To avail the services of a payment gateway service provider, the merchant needs to pay the setup fees, an annual maintenance fee and a TDR fee which means Transfer Development Right. This TDR is a percentage of the transaction value and varies from provider to provider. This is generally a viable option for bigger players as they have the money power for more significant investments.
However, with a payment aggregator, the effective TDR is much lower since they have lots of clients who tie-up with them for the payment gateway services. The setup fees of these aggregators are also much lower than the gateway service providers.
Also, a significant difference between both is that the former is a software where the merchant needs to work with an acquiring bank for payment processing in the backend. However, the latter is a company or a financial institution that is already associated with an acquiring bank, and hence individual merchant need not get involved in such formalities.
Advantages of using payment gateway aggregators are:-
- They are most beneficial to small-time businesses because the startup fees and other costs are much lower comparatively.
- The process of installation and beginning work is quick. Hence the merchant can gain access to the world of online trade without much ado and instantly.
- Work-related approvals come in fast.
There are drawbacks too – since aggregators handle some merchants, any irregular activity on the part of the merchant can lead to freezing his account and that too without notice. There are limits to the volume of transaction that can be processed for each merchant; aggregators are also known to delay dispersing the collected money to the merchant’s account. People can use these platforms for making any payment transaction knowing that their payment is safely going to be transacted and reach the intended recipient’s account within some time.
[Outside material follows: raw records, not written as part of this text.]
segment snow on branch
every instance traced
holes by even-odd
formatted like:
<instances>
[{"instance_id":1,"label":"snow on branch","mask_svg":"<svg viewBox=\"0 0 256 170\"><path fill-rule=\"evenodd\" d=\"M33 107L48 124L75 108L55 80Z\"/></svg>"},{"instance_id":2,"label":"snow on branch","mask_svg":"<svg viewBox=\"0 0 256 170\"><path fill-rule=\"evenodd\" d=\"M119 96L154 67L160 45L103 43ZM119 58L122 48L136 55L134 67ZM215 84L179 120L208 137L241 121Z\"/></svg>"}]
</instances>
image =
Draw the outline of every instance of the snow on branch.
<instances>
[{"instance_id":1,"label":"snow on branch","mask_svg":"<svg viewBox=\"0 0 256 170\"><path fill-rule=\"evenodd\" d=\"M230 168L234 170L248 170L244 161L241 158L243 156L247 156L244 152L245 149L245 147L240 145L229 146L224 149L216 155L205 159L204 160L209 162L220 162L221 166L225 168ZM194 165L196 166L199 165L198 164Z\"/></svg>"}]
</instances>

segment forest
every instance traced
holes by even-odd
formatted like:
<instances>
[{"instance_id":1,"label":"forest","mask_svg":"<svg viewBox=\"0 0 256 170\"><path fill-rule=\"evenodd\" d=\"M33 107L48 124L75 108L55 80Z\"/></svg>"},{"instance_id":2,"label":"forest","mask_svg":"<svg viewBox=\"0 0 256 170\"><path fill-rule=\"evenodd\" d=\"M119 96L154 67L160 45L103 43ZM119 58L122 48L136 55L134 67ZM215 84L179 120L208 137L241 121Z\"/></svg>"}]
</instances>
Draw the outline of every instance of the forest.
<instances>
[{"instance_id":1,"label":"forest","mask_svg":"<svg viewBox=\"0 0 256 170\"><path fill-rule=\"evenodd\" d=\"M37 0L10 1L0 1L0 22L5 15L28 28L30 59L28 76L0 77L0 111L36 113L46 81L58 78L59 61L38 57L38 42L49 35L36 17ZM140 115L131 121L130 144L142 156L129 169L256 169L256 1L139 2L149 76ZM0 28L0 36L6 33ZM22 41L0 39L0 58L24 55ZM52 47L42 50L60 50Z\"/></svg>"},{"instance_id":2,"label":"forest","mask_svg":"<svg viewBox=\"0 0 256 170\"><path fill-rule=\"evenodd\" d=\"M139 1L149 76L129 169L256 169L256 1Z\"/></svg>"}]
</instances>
Payment gateways on the other hand help save time, help in controlling expenses and also help counter attacks effectively from cybercriminals. They have user-friendly features, and typically the service is not too expensive for a well-to-do business to afford.
The portal is totally safe and secure and they are highly dependent on internet connectivity and there is a cap on the number of transactions that can be carried out per day and the amount that is credited to the merchant account. The gateway provider makes sure that there is no nefarious activity by cybercriminals and as such, they take enough safety measures and are not equipped with powerful anti-fraud mechanisms.
All businesses need to consider these points before choosing between the two.